Sounds a basic question but we have seen several well intentioned AI projects stall as objectives get blurred. Can AI effect operational efficiency and cost reduction or is it a true driver of revenue growth for businesses?

To enhance the success of your AI project it should be clear whether you are addressing process automation (or what the market terms RPA – Robotic Process Automation) or AI.

Both are hugely important to business success and although they are surely converging they come from different perspectives.

RPA in industry goes way back with machines performing repetitive tasks. In an IT context it originated around data entry techniques and back to the days of ‘screen scraping’ of visual data and converting into a digital format to be automatically entered into backend systems. Nowadays RPA is key to operational efficiency in many industries, for example in financial services, client onboarding, invoicing, rate change uploads all use RPA techniques to improve efficiency and lower cost.

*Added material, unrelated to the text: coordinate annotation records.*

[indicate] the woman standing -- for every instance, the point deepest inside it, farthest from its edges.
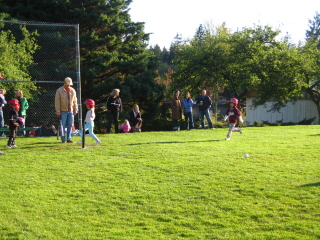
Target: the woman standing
(135, 118)
(24, 105)
(176, 109)
(114, 106)
(187, 105)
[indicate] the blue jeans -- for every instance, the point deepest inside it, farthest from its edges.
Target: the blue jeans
(1, 119)
(89, 127)
(207, 114)
(67, 119)
(189, 120)
(113, 117)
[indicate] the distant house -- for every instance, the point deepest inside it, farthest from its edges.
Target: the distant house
(294, 112)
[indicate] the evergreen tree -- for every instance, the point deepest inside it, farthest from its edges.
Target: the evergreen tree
(113, 48)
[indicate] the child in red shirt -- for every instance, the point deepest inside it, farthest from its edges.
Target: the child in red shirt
(126, 126)
(233, 114)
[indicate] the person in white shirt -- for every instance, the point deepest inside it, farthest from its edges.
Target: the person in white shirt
(89, 121)
(2, 103)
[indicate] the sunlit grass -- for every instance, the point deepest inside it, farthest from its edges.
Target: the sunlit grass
(164, 185)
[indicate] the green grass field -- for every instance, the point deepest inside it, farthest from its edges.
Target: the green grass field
(164, 185)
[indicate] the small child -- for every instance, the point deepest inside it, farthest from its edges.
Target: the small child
(13, 121)
(89, 121)
(233, 113)
(126, 126)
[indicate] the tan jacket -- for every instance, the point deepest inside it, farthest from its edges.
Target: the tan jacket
(61, 100)
(176, 108)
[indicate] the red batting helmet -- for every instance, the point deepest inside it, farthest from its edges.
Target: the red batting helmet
(21, 120)
(234, 100)
(90, 102)
(14, 103)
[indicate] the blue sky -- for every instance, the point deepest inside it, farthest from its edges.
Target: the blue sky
(165, 18)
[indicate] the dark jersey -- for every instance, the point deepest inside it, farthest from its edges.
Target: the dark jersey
(233, 114)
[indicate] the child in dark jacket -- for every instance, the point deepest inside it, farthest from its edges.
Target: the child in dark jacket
(13, 121)
(233, 114)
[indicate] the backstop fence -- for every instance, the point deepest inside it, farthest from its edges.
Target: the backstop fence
(57, 56)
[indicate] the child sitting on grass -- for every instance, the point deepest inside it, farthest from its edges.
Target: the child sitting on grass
(233, 113)
(89, 121)
(126, 126)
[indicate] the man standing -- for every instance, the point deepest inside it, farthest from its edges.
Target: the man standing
(66, 108)
(2, 103)
(204, 102)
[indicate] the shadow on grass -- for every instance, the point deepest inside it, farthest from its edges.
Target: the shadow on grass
(43, 144)
(172, 142)
(311, 185)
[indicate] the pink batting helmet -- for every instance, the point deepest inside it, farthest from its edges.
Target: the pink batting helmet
(90, 102)
(235, 101)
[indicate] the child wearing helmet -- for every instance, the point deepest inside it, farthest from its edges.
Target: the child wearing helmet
(126, 126)
(13, 122)
(233, 114)
(89, 121)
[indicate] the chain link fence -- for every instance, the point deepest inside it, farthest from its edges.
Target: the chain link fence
(56, 57)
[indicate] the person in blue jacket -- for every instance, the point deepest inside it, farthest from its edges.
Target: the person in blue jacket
(187, 103)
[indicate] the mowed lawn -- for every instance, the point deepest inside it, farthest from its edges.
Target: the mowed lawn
(164, 185)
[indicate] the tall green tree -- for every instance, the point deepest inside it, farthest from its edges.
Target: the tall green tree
(16, 58)
(113, 48)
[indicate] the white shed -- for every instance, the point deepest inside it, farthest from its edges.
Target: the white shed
(293, 112)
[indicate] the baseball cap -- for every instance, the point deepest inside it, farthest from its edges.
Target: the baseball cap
(68, 81)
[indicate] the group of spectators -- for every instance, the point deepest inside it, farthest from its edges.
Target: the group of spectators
(204, 103)
(66, 109)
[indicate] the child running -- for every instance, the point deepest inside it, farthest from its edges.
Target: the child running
(233, 114)
(13, 121)
(89, 121)
(126, 126)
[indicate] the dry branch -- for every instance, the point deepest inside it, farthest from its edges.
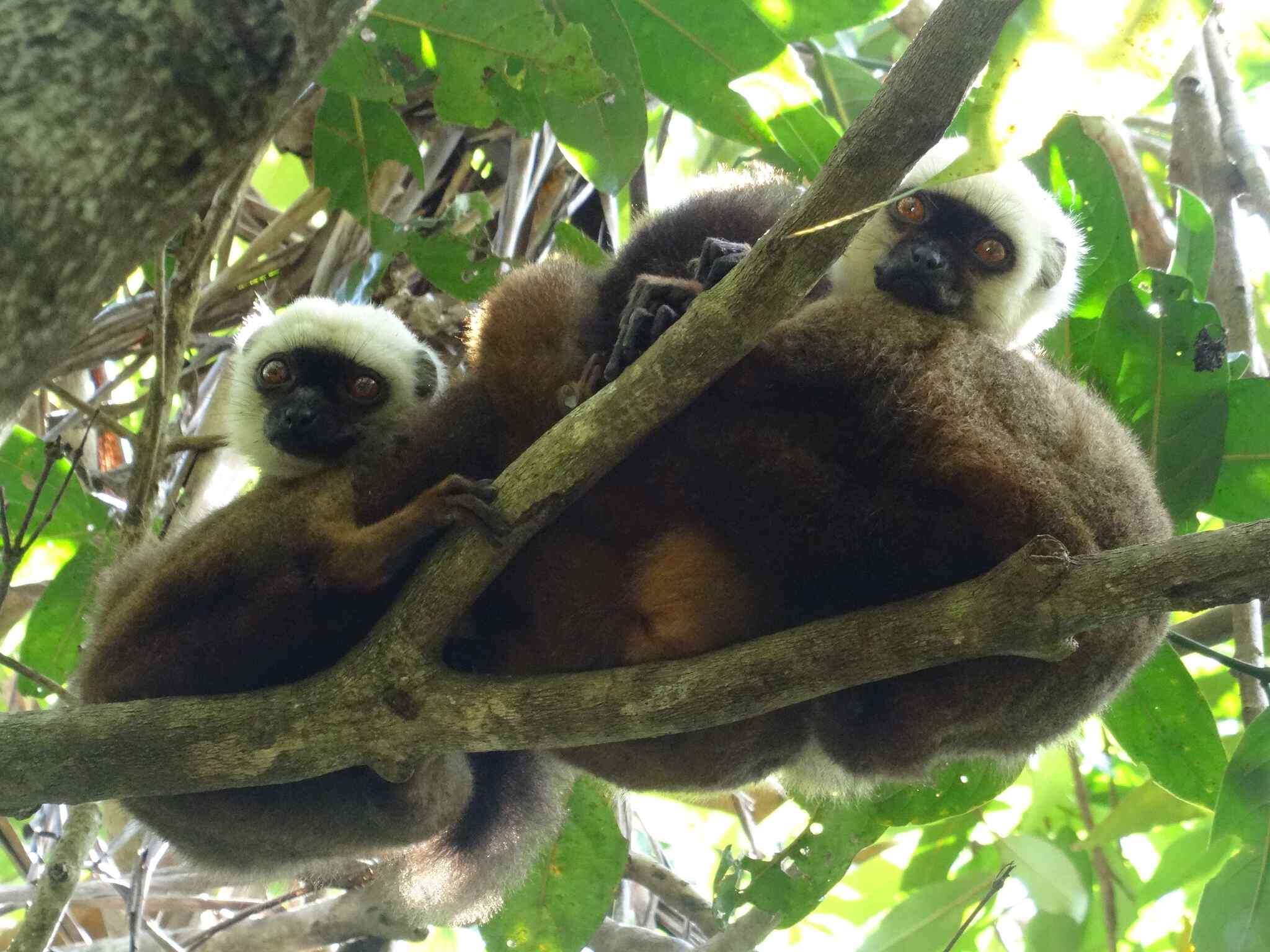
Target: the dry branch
(97, 175)
(1032, 604)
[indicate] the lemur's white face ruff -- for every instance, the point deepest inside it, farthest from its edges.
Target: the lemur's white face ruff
(1014, 306)
(368, 335)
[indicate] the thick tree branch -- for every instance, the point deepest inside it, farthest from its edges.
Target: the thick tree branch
(94, 177)
(1032, 604)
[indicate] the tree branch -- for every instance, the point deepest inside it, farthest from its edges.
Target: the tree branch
(1032, 604)
(95, 177)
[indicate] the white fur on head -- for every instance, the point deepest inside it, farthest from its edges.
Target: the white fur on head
(370, 335)
(1013, 307)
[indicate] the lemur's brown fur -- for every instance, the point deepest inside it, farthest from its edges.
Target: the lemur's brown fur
(855, 457)
(858, 456)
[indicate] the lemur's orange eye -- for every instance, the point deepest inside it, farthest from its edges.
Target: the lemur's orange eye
(991, 252)
(275, 372)
(911, 208)
(363, 387)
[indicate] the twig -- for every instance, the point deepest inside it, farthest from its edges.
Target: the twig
(993, 889)
(1106, 883)
(1145, 213)
(100, 416)
(1249, 649)
(673, 890)
(247, 914)
(744, 935)
(1198, 162)
(41, 679)
(1258, 672)
(1240, 146)
(58, 884)
(616, 937)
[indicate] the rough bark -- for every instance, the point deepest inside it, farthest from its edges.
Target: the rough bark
(120, 120)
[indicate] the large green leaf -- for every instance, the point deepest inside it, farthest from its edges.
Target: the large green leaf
(602, 139)
(1076, 172)
(1244, 805)
(1242, 490)
(1163, 724)
(352, 139)
(1143, 362)
(1189, 858)
(939, 848)
(796, 881)
(799, 19)
(1049, 875)
(1197, 244)
(956, 788)
(58, 622)
(786, 98)
(470, 43)
(1235, 910)
(1096, 58)
(846, 87)
(690, 51)
(571, 888)
(928, 919)
(1142, 809)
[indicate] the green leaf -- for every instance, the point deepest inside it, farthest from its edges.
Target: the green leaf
(1244, 805)
(928, 919)
(845, 86)
(1242, 490)
(1189, 858)
(351, 140)
(79, 517)
(453, 263)
(939, 848)
(1053, 932)
(572, 242)
(1142, 809)
(1235, 910)
(796, 881)
(786, 98)
(1145, 367)
(58, 622)
(471, 42)
(1163, 724)
(802, 19)
(956, 788)
(571, 888)
(1049, 875)
(602, 139)
(1193, 257)
(691, 51)
(360, 69)
(1112, 59)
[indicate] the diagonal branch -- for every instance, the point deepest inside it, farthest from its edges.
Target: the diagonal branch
(1032, 604)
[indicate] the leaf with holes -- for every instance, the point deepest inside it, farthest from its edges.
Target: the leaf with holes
(1163, 724)
(691, 51)
(602, 139)
(571, 888)
(58, 624)
(352, 139)
(468, 45)
(1242, 490)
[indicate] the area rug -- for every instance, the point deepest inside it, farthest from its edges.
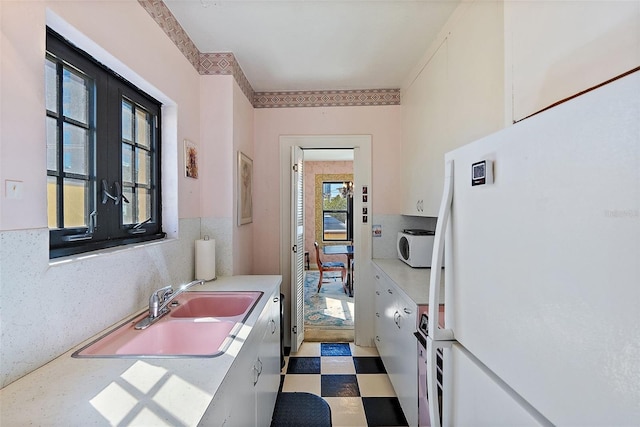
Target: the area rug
(330, 308)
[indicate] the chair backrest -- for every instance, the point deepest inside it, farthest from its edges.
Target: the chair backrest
(318, 260)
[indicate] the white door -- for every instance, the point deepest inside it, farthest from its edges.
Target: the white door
(297, 249)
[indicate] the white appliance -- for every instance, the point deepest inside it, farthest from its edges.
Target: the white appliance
(542, 277)
(415, 247)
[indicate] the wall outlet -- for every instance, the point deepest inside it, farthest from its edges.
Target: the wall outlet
(13, 189)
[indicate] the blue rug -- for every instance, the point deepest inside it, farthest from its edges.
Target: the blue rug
(330, 308)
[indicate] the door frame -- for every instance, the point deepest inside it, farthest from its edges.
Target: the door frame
(361, 144)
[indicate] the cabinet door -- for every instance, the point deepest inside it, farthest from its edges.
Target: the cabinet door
(424, 133)
(406, 369)
(268, 364)
(239, 385)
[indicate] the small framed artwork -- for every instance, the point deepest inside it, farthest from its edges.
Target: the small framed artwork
(190, 159)
(245, 188)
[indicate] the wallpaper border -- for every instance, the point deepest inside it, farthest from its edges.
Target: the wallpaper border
(225, 63)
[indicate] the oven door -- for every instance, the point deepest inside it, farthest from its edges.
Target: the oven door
(423, 403)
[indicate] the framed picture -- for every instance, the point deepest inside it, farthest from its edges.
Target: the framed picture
(190, 159)
(245, 188)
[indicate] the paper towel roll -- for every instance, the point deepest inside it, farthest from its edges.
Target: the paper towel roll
(205, 259)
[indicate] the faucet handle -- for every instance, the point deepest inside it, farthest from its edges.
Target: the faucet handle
(164, 293)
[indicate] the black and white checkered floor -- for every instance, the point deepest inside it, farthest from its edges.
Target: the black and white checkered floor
(351, 379)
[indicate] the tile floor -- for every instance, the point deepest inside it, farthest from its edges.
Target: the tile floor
(351, 379)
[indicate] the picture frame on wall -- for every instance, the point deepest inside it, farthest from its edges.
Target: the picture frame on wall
(190, 159)
(245, 189)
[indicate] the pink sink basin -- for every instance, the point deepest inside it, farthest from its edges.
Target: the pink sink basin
(202, 325)
(215, 304)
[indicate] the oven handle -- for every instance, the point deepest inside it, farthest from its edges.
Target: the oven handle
(432, 381)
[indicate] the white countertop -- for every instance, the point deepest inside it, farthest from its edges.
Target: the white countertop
(141, 391)
(414, 282)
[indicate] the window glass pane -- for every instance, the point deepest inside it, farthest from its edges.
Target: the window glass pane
(143, 163)
(51, 85)
(52, 144)
(127, 166)
(75, 199)
(127, 121)
(75, 149)
(127, 208)
(332, 199)
(75, 96)
(144, 204)
(143, 128)
(52, 202)
(335, 226)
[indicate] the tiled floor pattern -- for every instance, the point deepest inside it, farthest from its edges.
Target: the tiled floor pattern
(351, 379)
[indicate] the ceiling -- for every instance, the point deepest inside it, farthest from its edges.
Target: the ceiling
(316, 45)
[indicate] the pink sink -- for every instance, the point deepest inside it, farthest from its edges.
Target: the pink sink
(202, 325)
(215, 304)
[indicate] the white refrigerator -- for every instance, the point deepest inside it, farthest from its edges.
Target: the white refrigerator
(541, 227)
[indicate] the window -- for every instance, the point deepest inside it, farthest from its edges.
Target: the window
(103, 155)
(337, 211)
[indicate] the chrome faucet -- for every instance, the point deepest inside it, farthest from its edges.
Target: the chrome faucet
(159, 302)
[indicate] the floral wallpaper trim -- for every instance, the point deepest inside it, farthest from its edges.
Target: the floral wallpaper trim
(327, 98)
(172, 28)
(225, 63)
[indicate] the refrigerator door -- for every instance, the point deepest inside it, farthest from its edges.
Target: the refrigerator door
(476, 397)
(544, 273)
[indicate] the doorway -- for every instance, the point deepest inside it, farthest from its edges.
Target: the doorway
(292, 258)
(329, 308)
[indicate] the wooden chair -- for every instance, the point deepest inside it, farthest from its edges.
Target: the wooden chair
(328, 266)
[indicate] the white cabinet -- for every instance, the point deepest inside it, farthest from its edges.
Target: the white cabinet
(395, 321)
(248, 393)
(424, 137)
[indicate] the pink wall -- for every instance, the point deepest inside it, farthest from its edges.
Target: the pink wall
(216, 136)
(139, 43)
(243, 115)
(381, 122)
(311, 169)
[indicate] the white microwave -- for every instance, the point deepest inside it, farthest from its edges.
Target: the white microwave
(415, 247)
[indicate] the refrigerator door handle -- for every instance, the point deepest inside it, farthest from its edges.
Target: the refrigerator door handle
(435, 332)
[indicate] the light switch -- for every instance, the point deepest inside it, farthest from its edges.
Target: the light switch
(13, 189)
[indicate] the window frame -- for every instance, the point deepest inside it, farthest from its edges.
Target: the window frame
(348, 211)
(106, 228)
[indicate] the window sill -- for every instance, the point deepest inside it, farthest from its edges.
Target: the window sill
(64, 260)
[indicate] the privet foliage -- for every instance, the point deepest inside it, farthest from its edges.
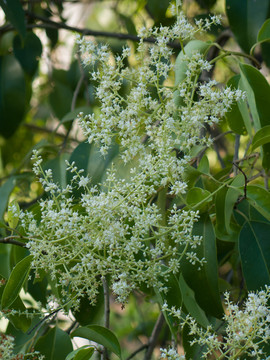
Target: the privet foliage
(153, 228)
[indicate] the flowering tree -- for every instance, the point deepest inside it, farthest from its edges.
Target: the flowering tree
(145, 212)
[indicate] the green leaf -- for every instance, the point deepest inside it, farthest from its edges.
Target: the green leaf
(70, 116)
(254, 249)
(5, 191)
(261, 137)
(234, 116)
(87, 313)
(87, 157)
(194, 351)
(263, 34)
(226, 198)
(191, 304)
(16, 281)
(181, 65)
(100, 335)
(173, 297)
(54, 345)
(60, 98)
(83, 353)
(260, 199)
(245, 19)
(58, 167)
(197, 195)
(12, 89)
(19, 320)
(12, 218)
(258, 94)
(203, 279)
(15, 14)
(27, 52)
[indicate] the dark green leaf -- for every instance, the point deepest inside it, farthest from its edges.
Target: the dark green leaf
(83, 353)
(261, 137)
(206, 4)
(28, 52)
(234, 116)
(245, 18)
(173, 297)
(5, 191)
(260, 199)
(197, 195)
(254, 249)
(100, 335)
(226, 198)
(203, 279)
(60, 99)
(15, 282)
(54, 345)
(87, 157)
(181, 64)
(258, 94)
(194, 351)
(12, 89)
(19, 320)
(191, 304)
(58, 167)
(15, 14)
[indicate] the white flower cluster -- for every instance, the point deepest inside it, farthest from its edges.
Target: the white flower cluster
(170, 354)
(247, 329)
(122, 230)
(6, 350)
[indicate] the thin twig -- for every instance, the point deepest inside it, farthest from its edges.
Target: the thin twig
(106, 312)
(12, 240)
(236, 153)
(47, 23)
(154, 337)
(141, 348)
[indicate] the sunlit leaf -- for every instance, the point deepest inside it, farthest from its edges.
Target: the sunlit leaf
(16, 280)
(100, 335)
(254, 249)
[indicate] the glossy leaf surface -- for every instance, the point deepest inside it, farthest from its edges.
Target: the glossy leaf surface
(254, 249)
(100, 335)
(16, 281)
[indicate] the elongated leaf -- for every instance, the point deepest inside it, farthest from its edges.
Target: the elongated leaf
(258, 94)
(261, 137)
(260, 199)
(191, 304)
(54, 345)
(100, 335)
(245, 18)
(234, 115)
(19, 320)
(226, 198)
(5, 191)
(12, 86)
(173, 297)
(203, 279)
(254, 249)
(83, 353)
(181, 65)
(28, 52)
(15, 282)
(15, 14)
(197, 195)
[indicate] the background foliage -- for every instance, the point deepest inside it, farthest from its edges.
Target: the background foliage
(43, 86)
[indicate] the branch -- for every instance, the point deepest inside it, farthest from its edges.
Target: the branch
(106, 312)
(154, 337)
(47, 23)
(12, 240)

With AI however, the process continues to learn based on its outputs so each subsequent output becomes more reliable. It is applied to marketing and sales analysis, forecasting and continuous analysis of unstructured data from a variety of internal and external inputs and can analyse social media sentiment. Consequently, AI is more associated with revenue generation either directly by accurately predicting customer behaviour or in a softer context by improving the customer experience so they return and recommend others.

Businesses tend to expect the following benefits from AI:

  • Better data accuracy to enable informed operational or client decisions (decision making based on data not opinion)
  • Better engagement with and improved productivity from a skilled workforce (how can the knowledge of a business that lies within an organisation be more productive)
  • More agile workforce
  • More client oriented insight and focus

Short term cost reduction comes a long way down the list though obviously a more streamlined client focused business with a highly productive agile workforce will be more cost effective in the longer term.

From our experience, the biggest obstacle to many AI projects is the perceived immediate business case. We have seen too many projects judged by traditional ‘business case’ techniques that have tried to focus on short term savings rather than the revenue growth and longer term objectives and also failure to measure the softer concepts such as client experience. To measure client experience here is an example, this week I bought 2 products from 2 retailers, lets call them Lewis and Ashley. Lewis can give me free delivery, 2 hour delivery slots and even call me on the way to say they have been warned of traffic ahead (nice use of RPA and AI) while Ashley charges me for delivery, tells me it will come sometime on Monday only for it to arrive sometime on Tuesday. Lewis gets my next order and my recommendation to friends.

So before looking which cloud service to deploy your AI proof of concept taking a moment to revisit your project focus will ensure a greater success rate.